Die Thematik im Hintergrund ist erstaunlich und hat mir irgendwie einen Impuls gegeben nach dieser zu recherchieren und gründlich über unser Universum nachzudenken.
Das Ergebniss war Der Sinn des Lebens.Ich hoffe, der stimmt auch.
In den letzen Tagen bin ich über solche Themen gestolpert, deren Existenz ich zuvor nicht mal vorstellen konnte. (Kognition, Technologische Singularität, Informatik (erweitert), etc.) My mind was about to blow up.
Und nun bin ich hier, ein weitere Beweis, dass die Kausalität bestens funktioniert. ![]()
(Man könnte auch annehmen, dass ich mein Leben dafür sinnlos verschwendet hab… aber das tun wir manchmal alle.)
Am heutigen Stand sieht es für mich so aus:
- Das Universum ist ein fortlaufendes System. Es gab irgendwo Lebewesen vor uns, es wird sie nach uns geben.
- Zeit “ist das, was wir von der Uhr ablesen”(-Einstein):
- Theorie des “bewegten” Geschehens: Die Geschwindigkeit der Zeit ist(sofern es diese gibt
) der des Lichtes gleich. Zeitreisen könnten möglich sein, nur kenne ich noch keinen Menschen aus der Zukunft.
- Theorie des statischen Geschehens: Es gibt keine Zukunft und keine Vergangenheit. Wir bewegen uns quasi ohne Zeit. Demnach sind Zeitreisen gar nicht möglich. Das was wir “Vergangenheit” nennen, wären in unserem Gehirn abgespeicherte Daten der letzen Ereignisse und “Zukunft” wäre eine Konstruktion unserer Vorstellungskraft.
Ich persöhnlich hätte die erste Theorie als Wirklichkeit.
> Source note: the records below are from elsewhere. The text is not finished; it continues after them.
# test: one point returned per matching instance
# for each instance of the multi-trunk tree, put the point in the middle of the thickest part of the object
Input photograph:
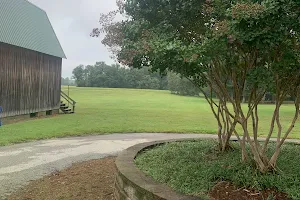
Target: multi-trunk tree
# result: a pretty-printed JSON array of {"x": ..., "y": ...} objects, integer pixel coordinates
[{"x": 245, "y": 45}]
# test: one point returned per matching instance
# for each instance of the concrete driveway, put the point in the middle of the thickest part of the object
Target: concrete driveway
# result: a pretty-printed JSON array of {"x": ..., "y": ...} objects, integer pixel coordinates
[{"x": 30, "y": 161}]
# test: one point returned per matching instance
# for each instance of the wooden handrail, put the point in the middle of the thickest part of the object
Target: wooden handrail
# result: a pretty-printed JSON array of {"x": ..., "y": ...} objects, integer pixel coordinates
[{"x": 67, "y": 98}]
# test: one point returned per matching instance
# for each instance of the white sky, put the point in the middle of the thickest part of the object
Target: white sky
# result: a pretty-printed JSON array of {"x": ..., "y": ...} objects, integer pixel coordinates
[{"x": 73, "y": 21}]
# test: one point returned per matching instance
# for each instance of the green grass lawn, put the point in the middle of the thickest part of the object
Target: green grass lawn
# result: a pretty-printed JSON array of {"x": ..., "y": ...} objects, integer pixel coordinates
[
  {"x": 125, "y": 110},
  {"x": 194, "y": 167}
]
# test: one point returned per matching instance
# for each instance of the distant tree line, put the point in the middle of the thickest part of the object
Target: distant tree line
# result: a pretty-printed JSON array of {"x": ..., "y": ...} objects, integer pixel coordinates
[
  {"x": 115, "y": 76},
  {"x": 67, "y": 81}
]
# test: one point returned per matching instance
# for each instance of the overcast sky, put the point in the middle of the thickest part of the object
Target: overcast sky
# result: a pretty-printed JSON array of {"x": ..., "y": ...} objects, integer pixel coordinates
[{"x": 73, "y": 21}]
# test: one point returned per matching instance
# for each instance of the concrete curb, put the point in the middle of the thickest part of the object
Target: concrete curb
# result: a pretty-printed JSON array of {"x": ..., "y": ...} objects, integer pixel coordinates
[{"x": 133, "y": 184}]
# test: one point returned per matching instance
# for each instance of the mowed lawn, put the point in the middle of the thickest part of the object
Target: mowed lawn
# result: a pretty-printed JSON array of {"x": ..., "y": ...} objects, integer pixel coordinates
[{"x": 103, "y": 111}]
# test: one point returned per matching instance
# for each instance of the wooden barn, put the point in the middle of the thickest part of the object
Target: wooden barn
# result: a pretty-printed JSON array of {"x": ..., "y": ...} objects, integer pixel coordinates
[{"x": 30, "y": 61}]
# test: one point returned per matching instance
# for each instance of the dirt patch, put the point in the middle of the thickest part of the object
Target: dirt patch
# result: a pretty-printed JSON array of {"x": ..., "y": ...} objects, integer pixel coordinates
[
  {"x": 88, "y": 180},
  {"x": 227, "y": 191}
]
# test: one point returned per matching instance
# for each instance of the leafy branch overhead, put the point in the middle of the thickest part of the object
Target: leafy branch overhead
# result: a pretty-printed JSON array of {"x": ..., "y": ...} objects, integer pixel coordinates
[{"x": 250, "y": 46}]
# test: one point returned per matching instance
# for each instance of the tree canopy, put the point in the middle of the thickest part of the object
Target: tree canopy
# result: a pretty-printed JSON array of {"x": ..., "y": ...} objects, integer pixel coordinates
[{"x": 248, "y": 44}]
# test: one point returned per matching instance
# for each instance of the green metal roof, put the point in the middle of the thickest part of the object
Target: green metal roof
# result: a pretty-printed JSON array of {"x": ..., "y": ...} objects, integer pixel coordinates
[{"x": 25, "y": 25}]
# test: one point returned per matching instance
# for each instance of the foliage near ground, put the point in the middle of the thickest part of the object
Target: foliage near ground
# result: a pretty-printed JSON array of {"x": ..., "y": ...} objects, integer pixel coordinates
[
  {"x": 104, "y": 111},
  {"x": 195, "y": 167}
]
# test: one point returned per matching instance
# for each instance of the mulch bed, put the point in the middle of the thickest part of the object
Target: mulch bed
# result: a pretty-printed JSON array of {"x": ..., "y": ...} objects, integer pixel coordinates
[
  {"x": 94, "y": 179},
  {"x": 89, "y": 180},
  {"x": 227, "y": 191}
]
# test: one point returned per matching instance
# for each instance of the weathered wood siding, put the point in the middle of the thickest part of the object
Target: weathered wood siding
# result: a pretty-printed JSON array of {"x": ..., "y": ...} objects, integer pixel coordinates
[{"x": 29, "y": 81}]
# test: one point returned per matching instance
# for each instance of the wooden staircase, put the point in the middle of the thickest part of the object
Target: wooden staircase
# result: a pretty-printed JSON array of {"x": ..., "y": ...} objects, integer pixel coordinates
[{"x": 69, "y": 107}]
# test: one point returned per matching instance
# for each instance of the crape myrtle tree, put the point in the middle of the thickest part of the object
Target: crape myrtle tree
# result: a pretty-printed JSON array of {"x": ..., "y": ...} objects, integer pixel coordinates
[{"x": 248, "y": 45}]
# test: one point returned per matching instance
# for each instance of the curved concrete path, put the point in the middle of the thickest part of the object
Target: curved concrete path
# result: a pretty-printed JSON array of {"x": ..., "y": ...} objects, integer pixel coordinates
[{"x": 30, "y": 161}]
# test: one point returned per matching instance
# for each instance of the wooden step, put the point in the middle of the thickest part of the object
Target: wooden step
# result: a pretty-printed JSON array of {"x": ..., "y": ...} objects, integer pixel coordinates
[{"x": 67, "y": 109}]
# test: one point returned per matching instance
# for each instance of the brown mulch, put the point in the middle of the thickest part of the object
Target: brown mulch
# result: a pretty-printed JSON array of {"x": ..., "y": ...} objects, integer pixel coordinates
[
  {"x": 89, "y": 180},
  {"x": 94, "y": 179},
  {"x": 227, "y": 191}
]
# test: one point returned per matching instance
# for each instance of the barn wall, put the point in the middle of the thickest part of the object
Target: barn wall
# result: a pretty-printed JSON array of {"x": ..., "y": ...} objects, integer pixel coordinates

- Theorie des “bewegten” Geschehens: Die Geschwindigkeit der Zeit ist(sofern es diese gibt
- Raum selbst (das, was wir sehen) könnte allein durch unser Gehirn da sein. Als ob überall irgendein Matrixcode wär und ihn “normal” wahrnehmen würden.
Klingt alles albern, nicht wahr?
Aber immerhin haben wir auch ein Universum in uns: Die Fantasie. Und was dort existiert kann, kann auch hier existieren.